I haven't worked with UE4 in many years, so I don't know if I had any reasons to make it an Actor. Probably for the simplicity of just throwing an Actor into the scene. I don't think the conceptual difference between an Actor and an ActorComponent or SceneComponent is significant enough on its own to introduce the change, because I don't want to introduce breaking changes to existing projects for very little benefit. It's already hard enough to keep projects up to date with UE versions without plugins breaking down on you.

However, a point has been brought up a few times that making an Actor survive the transition between Levels is difficult. I wonder if making it an ActorComponent and attaching it to an Actor that survives the transition, such as PlayerState, would make the connection survive as well? (I'm writing this purely speculatively, as I don't remember what actors survive a level transition, if any. It's been a long time.)
If ActorComponents have an easier time surviving level transitions, then it'd be something interesting. But again, would probably break all existing projects and require them a lot of refactoring? I don't suppose there's a way to make it both Actor and ActorComponent without almost total code duplication?

Hi,

Thanks for you quick answer.

However, a point has been brought up a few times that making an Actor survive the transition between Levels is difficult

I don't think switching from Actor to Component would solve that issue.
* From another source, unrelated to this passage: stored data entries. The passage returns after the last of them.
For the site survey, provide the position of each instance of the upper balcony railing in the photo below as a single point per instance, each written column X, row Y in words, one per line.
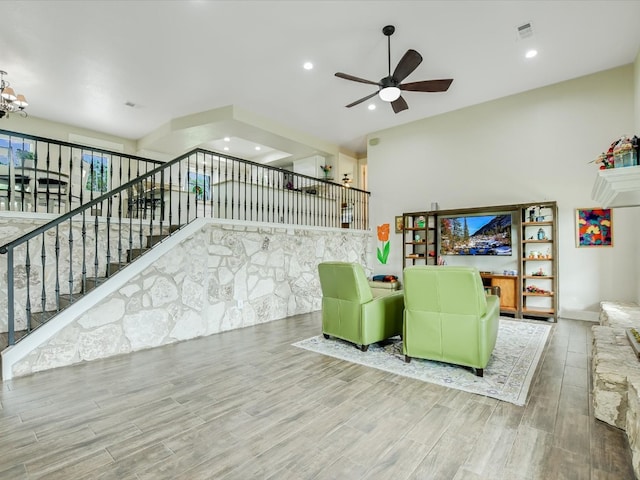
column 112, row 207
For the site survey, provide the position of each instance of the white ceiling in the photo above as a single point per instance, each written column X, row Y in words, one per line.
column 79, row 62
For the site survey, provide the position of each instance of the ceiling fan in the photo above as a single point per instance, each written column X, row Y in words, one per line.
column 389, row 88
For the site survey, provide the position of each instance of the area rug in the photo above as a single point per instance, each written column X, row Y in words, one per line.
column 507, row 377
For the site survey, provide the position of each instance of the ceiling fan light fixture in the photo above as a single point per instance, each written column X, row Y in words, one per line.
column 389, row 94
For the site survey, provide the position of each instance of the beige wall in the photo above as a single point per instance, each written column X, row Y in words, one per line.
column 529, row 147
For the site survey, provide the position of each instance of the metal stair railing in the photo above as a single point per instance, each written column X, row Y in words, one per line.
column 38, row 174
column 52, row 266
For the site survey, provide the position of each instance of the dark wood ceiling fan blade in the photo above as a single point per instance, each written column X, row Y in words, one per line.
column 407, row 64
column 427, row 86
column 399, row 105
column 363, row 99
column 346, row 76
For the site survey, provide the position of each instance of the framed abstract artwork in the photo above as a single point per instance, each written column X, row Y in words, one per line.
column 594, row 227
column 399, row 224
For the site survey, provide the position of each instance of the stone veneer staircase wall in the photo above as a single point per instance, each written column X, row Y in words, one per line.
column 616, row 373
column 211, row 276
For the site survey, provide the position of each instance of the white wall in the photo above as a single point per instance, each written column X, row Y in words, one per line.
column 530, row 147
column 62, row 132
column 636, row 89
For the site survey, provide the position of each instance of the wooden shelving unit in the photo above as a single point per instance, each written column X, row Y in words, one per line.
column 419, row 239
column 538, row 265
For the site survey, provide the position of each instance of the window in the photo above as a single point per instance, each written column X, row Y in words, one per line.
column 97, row 168
column 200, row 184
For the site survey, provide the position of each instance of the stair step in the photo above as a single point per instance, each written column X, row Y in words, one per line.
column 135, row 253
column 93, row 282
column 115, row 267
column 153, row 239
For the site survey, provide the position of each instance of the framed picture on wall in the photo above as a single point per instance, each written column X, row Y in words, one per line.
column 594, row 227
column 399, row 224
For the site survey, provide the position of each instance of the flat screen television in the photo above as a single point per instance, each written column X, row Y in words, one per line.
column 476, row 235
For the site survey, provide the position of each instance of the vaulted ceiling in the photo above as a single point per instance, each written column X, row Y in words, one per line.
column 146, row 69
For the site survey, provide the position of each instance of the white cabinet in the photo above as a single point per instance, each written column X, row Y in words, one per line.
column 314, row 167
column 617, row 187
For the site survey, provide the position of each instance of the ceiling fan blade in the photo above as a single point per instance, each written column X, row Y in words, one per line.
column 427, row 85
column 399, row 105
column 407, row 64
column 346, row 76
column 363, row 99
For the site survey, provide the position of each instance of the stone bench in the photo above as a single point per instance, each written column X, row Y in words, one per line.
column 616, row 373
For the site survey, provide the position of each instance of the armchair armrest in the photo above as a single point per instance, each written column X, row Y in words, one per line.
column 382, row 316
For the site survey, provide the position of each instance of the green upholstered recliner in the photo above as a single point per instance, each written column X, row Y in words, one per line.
column 351, row 311
column 448, row 317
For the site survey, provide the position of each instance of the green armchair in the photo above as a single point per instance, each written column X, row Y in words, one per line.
column 448, row 317
column 351, row 311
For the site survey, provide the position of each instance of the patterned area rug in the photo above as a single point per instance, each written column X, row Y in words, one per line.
column 507, row 377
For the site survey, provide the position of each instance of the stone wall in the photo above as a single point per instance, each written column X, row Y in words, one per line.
column 224, row 276
column 616, row 373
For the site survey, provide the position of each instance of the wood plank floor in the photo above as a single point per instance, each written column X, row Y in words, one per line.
column 245, row 404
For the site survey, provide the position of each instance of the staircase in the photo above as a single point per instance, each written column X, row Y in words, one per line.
column 40, row 318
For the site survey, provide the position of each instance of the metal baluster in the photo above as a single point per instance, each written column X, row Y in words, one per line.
column 96, row 263
column 43, row 291
column 67, row 194
column 27, row 267
column 10, row 299
column 180, row 196
column 108, row 259
column 57, row 257
column 71, row 261
column 219, row 187
column 84, row 253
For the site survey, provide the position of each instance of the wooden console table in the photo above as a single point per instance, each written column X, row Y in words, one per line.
column 508, row 290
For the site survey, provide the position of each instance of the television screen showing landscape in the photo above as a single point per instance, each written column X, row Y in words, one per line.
column 476, row 235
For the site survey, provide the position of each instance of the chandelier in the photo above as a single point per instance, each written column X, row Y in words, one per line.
column 9, row 101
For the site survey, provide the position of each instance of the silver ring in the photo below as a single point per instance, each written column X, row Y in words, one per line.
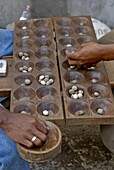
column 33, row 139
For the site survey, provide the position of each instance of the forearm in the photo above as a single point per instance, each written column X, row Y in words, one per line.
column 3, row 116
column 107, row 52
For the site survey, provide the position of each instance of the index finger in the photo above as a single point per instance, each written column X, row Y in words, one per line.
column 72, row 55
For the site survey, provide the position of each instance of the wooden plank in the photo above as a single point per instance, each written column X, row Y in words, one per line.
column 5, row 82
column 110, row 70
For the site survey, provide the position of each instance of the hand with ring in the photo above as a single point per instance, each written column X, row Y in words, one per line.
column 24, row 129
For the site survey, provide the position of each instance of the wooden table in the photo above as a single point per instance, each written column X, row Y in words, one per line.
column 5, row 82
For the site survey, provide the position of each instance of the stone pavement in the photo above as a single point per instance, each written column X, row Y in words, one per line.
column 82, row 149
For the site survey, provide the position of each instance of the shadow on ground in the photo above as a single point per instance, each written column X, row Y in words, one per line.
column 82, row 149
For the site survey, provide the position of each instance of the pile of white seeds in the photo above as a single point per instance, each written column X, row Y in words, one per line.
column 23, row 55
column 100, row 111
column 25, row 69
column 47, row 113
column 76, row 93
column 79, row 113
column 45, row 80
column 94, row 80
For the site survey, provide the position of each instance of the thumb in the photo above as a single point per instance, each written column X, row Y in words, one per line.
column 72, row 55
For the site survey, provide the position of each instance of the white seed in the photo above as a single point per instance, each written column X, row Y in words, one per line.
column 80, row 95
column 81, row 91
column 94, row 80
column 25, row 54
column 74, row 96
column 68, row 45
column 96, row 94
column 71, row 91
column 74, row 81
column 100, row 111
column 80, row 112
column 43, row 82
column 45, row 112
column 81, row 33
column 74, row 88
column 21, row 69
column 27, row 81
column 25, row 67
column 20, row 54
column 81, row 23
column 24, row 71
column 46, row 79
column 41, row 77
column 24, row 27
column 50, row 113
column 47, row 83
column 43, row 36
column 66, row 35
column 23, row 58
column 27, row 58
column 47, row 76
column 30, row 69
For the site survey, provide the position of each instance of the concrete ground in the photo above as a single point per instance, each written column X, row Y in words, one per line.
column 82, row 149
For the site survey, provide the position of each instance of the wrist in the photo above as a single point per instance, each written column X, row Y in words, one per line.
column 4, row 116
column 107, row 52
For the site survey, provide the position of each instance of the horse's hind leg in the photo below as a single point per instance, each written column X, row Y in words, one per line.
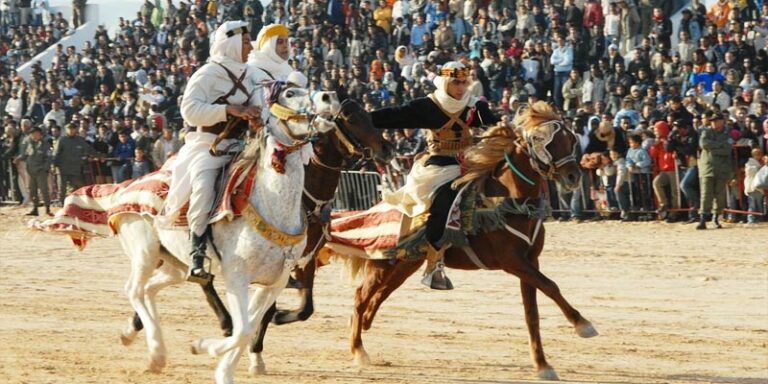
column 529, row 273
column 376, row 273
column 257, row 363
column 306, row 276
column 395, row 278
column 214, row 301
column 261, row 310
column 144, row 259
column 543, row 369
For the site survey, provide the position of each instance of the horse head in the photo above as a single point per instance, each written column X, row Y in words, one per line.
column 541, row 145
column 550, row 145
column 300, row 113
column 355, row 137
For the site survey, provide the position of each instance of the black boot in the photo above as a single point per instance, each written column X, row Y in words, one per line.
column 434, row 275
column 702, row 222
column 197, row 272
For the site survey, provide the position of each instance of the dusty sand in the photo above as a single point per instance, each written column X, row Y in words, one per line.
column 672, row 305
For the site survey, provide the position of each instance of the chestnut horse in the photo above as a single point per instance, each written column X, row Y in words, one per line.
column 510, row 168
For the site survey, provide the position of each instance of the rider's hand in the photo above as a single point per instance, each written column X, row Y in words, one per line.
column 244, row 112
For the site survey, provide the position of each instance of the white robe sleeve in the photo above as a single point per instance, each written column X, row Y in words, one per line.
column 197, row 107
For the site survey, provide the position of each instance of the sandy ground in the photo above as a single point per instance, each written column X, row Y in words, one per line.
column 672, row 305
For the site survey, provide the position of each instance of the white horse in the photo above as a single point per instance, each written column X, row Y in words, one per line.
column 158, row 255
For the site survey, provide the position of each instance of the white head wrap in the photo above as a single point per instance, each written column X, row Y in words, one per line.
column 266, row 58
column 447, row 101
column 225, row 47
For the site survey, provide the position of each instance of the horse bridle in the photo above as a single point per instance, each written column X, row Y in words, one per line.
column 351, row 143
column 538, row 154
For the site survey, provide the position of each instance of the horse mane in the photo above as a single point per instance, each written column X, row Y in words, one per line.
column 483, row 157
column 253, row 149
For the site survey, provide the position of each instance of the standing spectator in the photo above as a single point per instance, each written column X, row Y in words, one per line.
column 573, row 92
column 122, row 153
column 562, row 61
column 666, row 172
column 630, row 21
column 78, row 12
column 37, row 155
column 140, row 166
column 621, row 188
column 661, row 29
column 418, row 31
column 70, row 158
column 684, row 143
column 719, row 13
column 639, row 165
column 715, row 168
column 383, row 16
column 165, row 147
column 754, row 196
column 15, row 105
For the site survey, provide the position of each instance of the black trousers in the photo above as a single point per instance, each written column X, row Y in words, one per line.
column 441, row 203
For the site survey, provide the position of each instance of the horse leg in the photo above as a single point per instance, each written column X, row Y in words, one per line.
column 376, row 273
column 237, row 296
column 527, row 271
column 167, row 274
column 396, row 277
column 260, row 303
column 214, row 301
column 306, row 276
column 144, row 259
column 257, row 363
column 544, row 370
AFAIK, only the Game Instance (and associated subsystems) are persistent between levels, and those don't accept components (as they aren't actors).

But again, would probably break all existing projects and require them a lot of refactoring? I don't suppose there's a way to make it both Actor and ActorComponent without almost total code duplication?

That's why I suggested keeping the ATcpSocketConnection with its existing interface, but changing the implementation to instead rely on a component that actually has the features (with more or less the same interface). That way, all existing implementation using the actor should still work, but the TCP features would also be available as a component.

However, if we actually want to solve the lifetime issue, it would be a bit more complex than that; because as mentioned above, neither actor nor component can survive level transition. An idea could be to move the TCP features to a game instance (or engine) subsystem, and have both the TCP actor and component using the underlying TCP subsystem. That way, users could choose between actors (traditional), components (modular) or subsystem (persistent) to do their TCP communication.

But that would add way too much complexity to a plugin that shines by being simple and just working. So I think neither this nor the "proxy actor with TCP component" are great ideas. I'll go ahead with the component change on my fork, but I won't make a PR for it, as it'll bring changes that don't actually fix the most common user issue (lifetime).

Thanks again for your answer and your work.